6. Such wrinkles are most noticeable around the lips and eyes. Tobacco also makes the skin rough and dry.

7. Smoking tobacco increases the risk of psoriasis, a non-infectious inflammatory skin condition in which itchy red patches appear all over the body.

Smoking harms not only your health, but also the health of your friends and family

8. Every year more than 1 million people die from secondhand smoke.

9. Non-smokers who are exposed to tobacco through secondhand smoke have a higher risk of developing lung cancer.

10. Cigarettes remain a common cause of accidental fires and related deaths.

11. Electronic cigarettes also expose the people around them to nicotine and other harmful chemicals.

12. Exposure to tobacco smoke from secondhand smoke may increase the risk of progression to active tuberculosis.

13. People with type 2 diabetes are more exposed to tobacco smoke from secondhand smoke.

Children who smoke or use e-cigarettes endanger their health and safety

14. Child smokers often have decreased lung function, resulting in chronic respiratory infections in adulthood.
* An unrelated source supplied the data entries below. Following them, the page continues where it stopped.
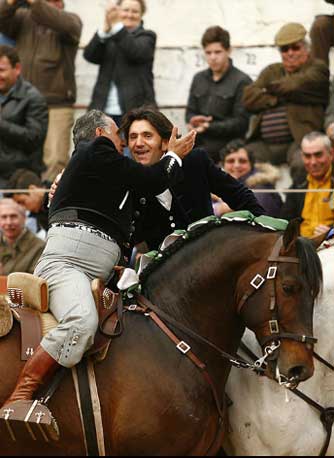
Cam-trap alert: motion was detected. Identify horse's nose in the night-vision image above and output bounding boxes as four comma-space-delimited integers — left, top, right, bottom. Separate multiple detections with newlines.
288, 364, 313, 382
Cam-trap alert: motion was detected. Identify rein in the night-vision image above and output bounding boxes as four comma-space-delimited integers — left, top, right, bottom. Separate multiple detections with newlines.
237, 236, 318, 346
240, 342, 334, 456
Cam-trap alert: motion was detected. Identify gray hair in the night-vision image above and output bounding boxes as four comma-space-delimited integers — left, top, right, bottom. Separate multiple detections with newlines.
73, 110, 110, 146
301, 131, 332, 153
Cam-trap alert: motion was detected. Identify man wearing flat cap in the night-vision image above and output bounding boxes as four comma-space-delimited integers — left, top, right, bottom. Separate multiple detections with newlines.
243, 22, 329, 182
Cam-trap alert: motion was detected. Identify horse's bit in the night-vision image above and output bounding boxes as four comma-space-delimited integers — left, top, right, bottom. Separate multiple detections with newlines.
237, 236, 318, 348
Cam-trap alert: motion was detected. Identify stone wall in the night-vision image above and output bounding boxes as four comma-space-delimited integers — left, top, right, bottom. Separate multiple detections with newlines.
66, 0, 334, 129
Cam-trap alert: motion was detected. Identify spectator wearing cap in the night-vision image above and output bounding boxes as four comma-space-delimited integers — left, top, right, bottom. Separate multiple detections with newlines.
243, 22, 329, 182
281, 132, 334, 237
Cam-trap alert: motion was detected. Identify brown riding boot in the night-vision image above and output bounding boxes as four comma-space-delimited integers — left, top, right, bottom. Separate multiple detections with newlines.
4, 345, 61, 405
0, 346, 61, 442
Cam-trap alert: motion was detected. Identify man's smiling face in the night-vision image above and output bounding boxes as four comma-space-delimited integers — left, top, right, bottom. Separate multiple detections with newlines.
128, 119, 168, 165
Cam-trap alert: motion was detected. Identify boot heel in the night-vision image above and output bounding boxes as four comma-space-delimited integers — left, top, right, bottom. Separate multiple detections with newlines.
0, 401, 59, 442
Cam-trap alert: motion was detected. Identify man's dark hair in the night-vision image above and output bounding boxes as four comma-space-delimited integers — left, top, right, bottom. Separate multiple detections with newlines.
0, 45, 20, 68
202, 25, 231, 51
120, 106, 173, 142
117, 0, 147, 15
73, 110, 109, 146
6, 169, 43, 197
219, 138, 255, 168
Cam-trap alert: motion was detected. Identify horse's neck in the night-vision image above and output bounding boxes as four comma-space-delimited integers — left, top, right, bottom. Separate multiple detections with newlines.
314, 246, 334, 363
145, 231, 264, 360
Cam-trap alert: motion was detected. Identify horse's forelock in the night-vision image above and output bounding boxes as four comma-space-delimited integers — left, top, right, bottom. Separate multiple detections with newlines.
296, 237, 323, 299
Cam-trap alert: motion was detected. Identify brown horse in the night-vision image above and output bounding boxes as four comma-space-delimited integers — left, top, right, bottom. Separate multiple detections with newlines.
0, 223, 322, 456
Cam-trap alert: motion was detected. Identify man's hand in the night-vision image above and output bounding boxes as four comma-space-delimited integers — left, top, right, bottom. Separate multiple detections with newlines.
48, 169, 65, 206
266, 80, 284, 96
189, 115, 212, 129
103, 0, 121, 33
168, 127, 196, 159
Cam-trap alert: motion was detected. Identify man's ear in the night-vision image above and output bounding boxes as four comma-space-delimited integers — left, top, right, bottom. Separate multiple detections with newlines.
161, 139, 169, 154
15, 62, 22, 78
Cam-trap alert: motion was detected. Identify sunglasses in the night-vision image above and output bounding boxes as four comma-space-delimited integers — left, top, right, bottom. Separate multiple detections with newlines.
279, 43, 302, 52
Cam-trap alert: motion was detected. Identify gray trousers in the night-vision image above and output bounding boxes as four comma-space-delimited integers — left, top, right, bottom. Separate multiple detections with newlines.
35, 227, 120, 367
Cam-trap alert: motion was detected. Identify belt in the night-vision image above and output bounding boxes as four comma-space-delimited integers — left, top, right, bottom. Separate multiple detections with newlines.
50, 223, 117, 243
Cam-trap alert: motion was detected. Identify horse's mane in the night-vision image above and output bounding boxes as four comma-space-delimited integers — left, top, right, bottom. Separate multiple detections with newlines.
296, 237, 323, 299
140, 219, 272, 285
140, 220, 323, 299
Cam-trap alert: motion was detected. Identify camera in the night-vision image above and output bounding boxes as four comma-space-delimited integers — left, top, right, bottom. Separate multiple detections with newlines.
16, 0, 30, 8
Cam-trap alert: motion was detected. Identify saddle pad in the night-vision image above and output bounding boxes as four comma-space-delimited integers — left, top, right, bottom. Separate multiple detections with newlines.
7, 272, 49, 312
0, 296, 13, 337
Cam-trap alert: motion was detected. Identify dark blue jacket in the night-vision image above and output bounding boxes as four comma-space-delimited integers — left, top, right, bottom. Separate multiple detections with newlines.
133, 148, 265, 250
49, 137, 181, 243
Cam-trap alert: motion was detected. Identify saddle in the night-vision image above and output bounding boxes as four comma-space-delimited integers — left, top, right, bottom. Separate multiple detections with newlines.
4, 272, 122, 361
0, 273, 122, 442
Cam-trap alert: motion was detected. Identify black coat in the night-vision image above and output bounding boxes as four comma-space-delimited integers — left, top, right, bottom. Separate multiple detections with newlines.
0, 77, 48, 179
132, 148, 265, 250
84, 26, 156, 114
186, 60, 252, 162
49, 137, 181, 242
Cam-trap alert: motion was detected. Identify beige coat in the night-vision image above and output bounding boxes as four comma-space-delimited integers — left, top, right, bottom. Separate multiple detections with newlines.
243, 59, 329, 143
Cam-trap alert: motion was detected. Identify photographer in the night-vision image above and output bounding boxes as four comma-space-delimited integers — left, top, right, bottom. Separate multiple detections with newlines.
0, 0, 82, 181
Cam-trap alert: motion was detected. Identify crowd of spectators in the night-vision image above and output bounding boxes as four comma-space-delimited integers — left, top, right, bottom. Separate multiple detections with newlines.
0, 0, 334, 276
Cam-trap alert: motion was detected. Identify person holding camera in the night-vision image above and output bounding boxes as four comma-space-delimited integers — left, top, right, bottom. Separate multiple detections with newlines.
0, 0, 82, 181
84, 0, 157, 125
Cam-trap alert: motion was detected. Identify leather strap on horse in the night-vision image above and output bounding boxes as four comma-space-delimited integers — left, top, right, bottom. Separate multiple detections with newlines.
130, 296, 227, 456
76, 358, 99, 456
136, 294, 255, 369
12, 307, 42, 361
240, 342, 334, 456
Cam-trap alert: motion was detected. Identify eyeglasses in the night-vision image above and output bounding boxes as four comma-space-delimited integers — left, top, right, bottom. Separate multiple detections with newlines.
279, 43, 302, 52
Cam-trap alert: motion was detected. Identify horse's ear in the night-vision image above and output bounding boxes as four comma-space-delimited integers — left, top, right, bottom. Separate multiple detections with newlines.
283, 218, 302, 253
310, 229, 330, 249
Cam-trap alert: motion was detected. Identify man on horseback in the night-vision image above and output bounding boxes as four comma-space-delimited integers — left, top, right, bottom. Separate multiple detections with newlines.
0, 110, 196, 436
121, 107, 265, 250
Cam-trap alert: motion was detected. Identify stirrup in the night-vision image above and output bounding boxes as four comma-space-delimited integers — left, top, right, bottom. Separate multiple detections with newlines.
0, 400, 59, 442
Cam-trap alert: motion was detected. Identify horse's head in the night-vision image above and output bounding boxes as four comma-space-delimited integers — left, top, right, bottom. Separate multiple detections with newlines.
238, 220, 322, 387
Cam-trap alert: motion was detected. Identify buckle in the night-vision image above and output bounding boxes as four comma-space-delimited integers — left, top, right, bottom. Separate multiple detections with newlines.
250, 274, 266, 289
176, 340, 191, 355
269, 320, 279, 334
267, 266, 277, 280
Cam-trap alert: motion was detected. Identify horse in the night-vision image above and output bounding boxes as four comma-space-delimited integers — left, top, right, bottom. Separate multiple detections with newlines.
224, 242, 334, 456
0, 219, 322, 456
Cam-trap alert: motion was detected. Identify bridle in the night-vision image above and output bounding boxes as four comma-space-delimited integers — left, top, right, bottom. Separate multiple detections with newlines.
237, 236, 318, 347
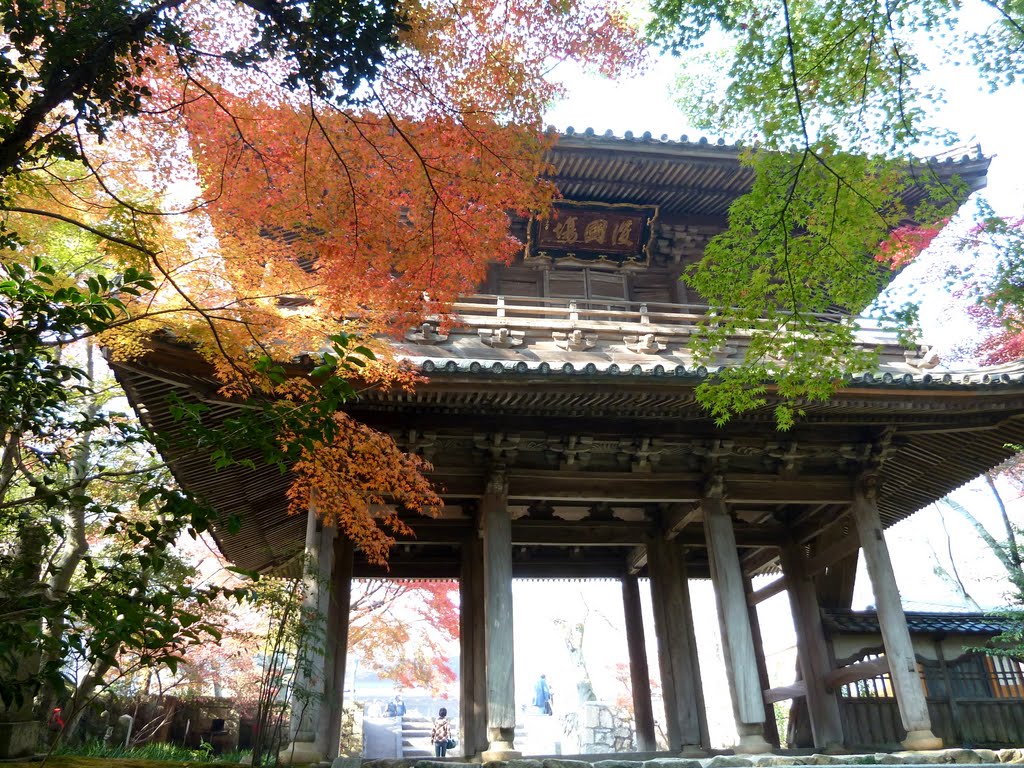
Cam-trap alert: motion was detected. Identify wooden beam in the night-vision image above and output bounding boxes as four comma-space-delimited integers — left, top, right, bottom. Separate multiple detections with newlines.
662, 502, 701, 541
764, 680, 807, 703
396, 517, 785, 548
824, 656, 889, 688
430, 467, 853, 507
626, 546, 647, 575
746, 577, 786, 605
805, 534, 860, 575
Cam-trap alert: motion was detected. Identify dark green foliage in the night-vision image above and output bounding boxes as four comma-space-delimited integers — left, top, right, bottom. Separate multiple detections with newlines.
0, 0, 401, 178
647, 0, 1011, 428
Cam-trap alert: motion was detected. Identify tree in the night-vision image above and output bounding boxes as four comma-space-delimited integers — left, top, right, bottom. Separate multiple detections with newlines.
0, 0, 640, 745
348, 579, 459, 691
0, 0, 639, 561
648, 0, 1024, 428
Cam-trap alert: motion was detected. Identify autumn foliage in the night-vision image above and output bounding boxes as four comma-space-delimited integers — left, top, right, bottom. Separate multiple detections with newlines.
874, 218, 949, 271
0, 0, 642, 561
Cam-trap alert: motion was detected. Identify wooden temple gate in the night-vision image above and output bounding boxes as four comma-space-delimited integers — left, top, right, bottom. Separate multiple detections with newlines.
110, 138, 1024, 762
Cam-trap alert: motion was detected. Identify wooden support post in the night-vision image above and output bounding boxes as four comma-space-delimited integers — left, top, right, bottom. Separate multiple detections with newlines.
623, 575, 657, 752
852, 473, 942, 750
480, 467, 521, 762
779, 546, 843, 750
321, 535, 355, 760
743, 578, 782, 746
459, 531, 487, 758
701, 483, 771, 754
279, 504, 337, 764
647, 538, 710, 753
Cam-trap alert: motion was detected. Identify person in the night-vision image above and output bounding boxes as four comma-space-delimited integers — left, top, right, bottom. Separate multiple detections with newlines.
430, 707, 454, 758
387, 693, 406, 718
534, 675, 553, 715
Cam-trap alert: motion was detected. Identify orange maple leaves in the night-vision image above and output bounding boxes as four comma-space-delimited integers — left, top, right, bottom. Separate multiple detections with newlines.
103, 0, 643, 562
288, 413, 441, 564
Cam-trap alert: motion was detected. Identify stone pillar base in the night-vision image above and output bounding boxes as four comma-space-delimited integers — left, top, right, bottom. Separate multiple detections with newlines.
278, 741, 325, 765
480, 741, 522, 763
900, 728, 942, 752
732, 733, 772, 755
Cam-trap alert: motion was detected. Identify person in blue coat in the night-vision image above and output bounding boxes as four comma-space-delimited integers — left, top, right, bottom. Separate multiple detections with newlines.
534, 675, 553, 715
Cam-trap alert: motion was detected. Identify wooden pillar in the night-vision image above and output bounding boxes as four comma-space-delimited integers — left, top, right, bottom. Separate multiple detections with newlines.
279, 505, 337, 764
779, 545, 843, 749
647, 537, 710, 753
318, 535, 355, 760
743, 578, 782, 746
459, 534, 487, 757
852, 473, 942, 750
623, 574, 657, 752
480, 467, 521, 762
700, 484, 771, 754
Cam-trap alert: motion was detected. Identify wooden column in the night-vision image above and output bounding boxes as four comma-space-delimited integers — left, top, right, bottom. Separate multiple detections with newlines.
480, 467, 520, 762
459, 534, 487, 757
779, 545, 843, 749
318, 535, 355, 760
700, 484, 771, 754
743, 578, 782, 746
647, 537, 709, 753
280, 505, 337, 764
852, 473, 942, 750
623, 574, 657, 752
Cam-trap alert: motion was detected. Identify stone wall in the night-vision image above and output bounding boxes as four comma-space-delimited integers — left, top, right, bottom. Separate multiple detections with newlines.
580, 701, 636, 755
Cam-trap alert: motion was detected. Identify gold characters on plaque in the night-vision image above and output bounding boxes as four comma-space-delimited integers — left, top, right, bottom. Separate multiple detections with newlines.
555, 216, 580, 243
583, 219, 608, 245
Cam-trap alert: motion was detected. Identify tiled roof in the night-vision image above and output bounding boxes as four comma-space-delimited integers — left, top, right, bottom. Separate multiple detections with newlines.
821, 610, 1013, 636
549, 128, 990, 217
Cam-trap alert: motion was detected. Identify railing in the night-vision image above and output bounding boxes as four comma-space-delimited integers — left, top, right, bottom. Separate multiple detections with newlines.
409, 294, 906, 362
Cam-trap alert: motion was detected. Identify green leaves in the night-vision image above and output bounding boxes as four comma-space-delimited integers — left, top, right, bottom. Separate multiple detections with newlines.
648, 0, 991, 428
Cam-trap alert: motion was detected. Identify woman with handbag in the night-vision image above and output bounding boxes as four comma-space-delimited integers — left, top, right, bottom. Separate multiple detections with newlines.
430, 707, 455, 758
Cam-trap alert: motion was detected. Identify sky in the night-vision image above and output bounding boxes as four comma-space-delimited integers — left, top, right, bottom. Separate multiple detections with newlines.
515, 18, 1024, 744
546, 18, 1024, 353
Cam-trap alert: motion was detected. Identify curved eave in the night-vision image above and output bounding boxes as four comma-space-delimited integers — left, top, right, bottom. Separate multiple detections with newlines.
105, 344, 1024, 575
548, 132, 991, 218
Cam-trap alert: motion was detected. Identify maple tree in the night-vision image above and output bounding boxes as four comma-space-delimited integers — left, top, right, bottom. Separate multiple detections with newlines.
648, 0, 1024, 427
348, 579, 459, 692
0, 0, 640, 561
0, 0, 641, 745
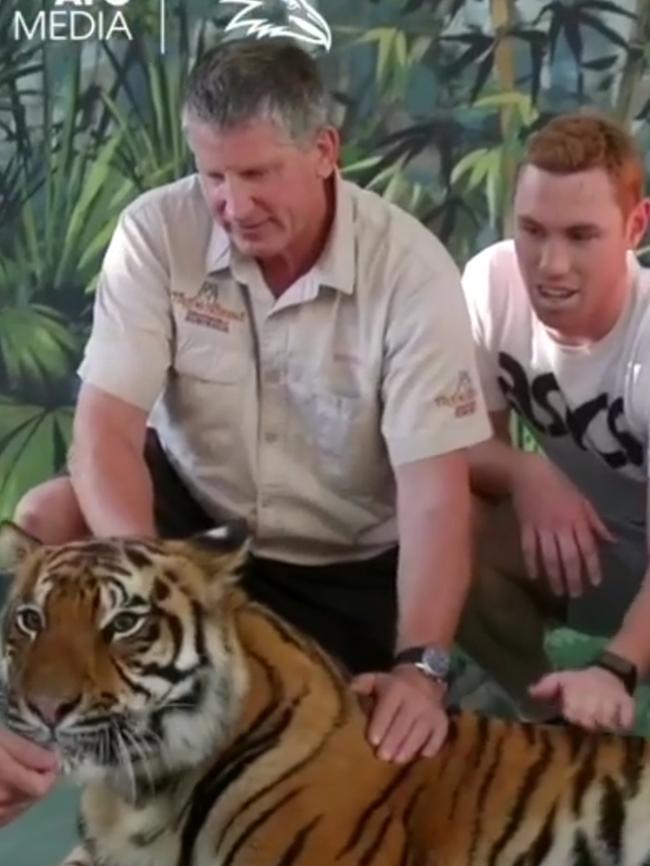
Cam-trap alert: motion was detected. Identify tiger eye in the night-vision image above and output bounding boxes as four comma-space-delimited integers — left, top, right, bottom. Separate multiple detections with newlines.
110, 613, 142, 633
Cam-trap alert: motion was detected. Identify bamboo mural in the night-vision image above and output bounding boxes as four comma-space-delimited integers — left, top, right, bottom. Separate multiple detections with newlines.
0, 0, 650, 517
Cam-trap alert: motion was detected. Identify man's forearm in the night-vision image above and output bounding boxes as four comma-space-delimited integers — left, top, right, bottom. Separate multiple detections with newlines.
467, 437, 545, 497
608, 567, 650, 678
397, 462, 472, 649
70, 434, 156, 537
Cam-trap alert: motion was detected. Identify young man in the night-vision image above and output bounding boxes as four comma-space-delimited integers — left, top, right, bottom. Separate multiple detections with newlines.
8, 39, 489, 796
462, 115, 650, 728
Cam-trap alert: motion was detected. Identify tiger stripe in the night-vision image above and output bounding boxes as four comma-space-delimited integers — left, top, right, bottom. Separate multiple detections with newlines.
0, 530, 650, 866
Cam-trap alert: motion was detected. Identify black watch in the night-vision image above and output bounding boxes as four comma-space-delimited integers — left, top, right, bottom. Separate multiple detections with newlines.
393, 645, 451, 683
591, 650, 639, 695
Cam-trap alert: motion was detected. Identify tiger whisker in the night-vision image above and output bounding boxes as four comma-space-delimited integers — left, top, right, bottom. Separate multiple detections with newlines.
113, 724, 137, 802
123, 728, 155, 791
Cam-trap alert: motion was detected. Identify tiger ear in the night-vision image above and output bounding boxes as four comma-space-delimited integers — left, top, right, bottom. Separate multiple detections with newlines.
0, 520, 41, 572
188, 520, 250, 597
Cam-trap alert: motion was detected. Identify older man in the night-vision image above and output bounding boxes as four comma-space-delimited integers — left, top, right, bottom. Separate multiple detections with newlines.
8, 40, 489, 804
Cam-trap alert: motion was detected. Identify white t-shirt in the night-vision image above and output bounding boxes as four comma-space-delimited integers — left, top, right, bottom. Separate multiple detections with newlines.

15. Exposure to e-liquid is a serious health risk for children. There is a risk of leaking devices and children swallowing liquid.

16. Cases of injury, including burns, have been reported from fire and explosion of electronic cigarettes.

17. School-aged children exposed to the harmful effects of tobacco smoke from secondhand smoke also have a higher risk of developing asthma from airway inflammation.

18.Children under 2 years of age who are exposed to secondhand smoke at home can develop middle ear inflammation, which can result in hearing loss and deafness.

19. Quitting smoking reduces the risk of many diseases associated with secondhand smoke in children, such as respiratory diseases (eg asthma) and otitis media.

Tobacco use has negative social consequences

20. You want to be a good example for your children, friends and loved ones.

21. Tobacco use can adversely affect social interactions and relationships.

22. Quitting smoking means no restrictions – you can freely be in society without having to step aside or go outside to smoke.

23. Quitting smoking can increase your productivity – you don’t have to break away to smoke.

Smoking comes with financial costs – you could spend money on more important things

24.One study found that smokers spend an average of US $ 1.4 million, which includes the cost of buying cigarettes, health and drug costs, and lower wages associated with smoking and exposure to secondhand smoke.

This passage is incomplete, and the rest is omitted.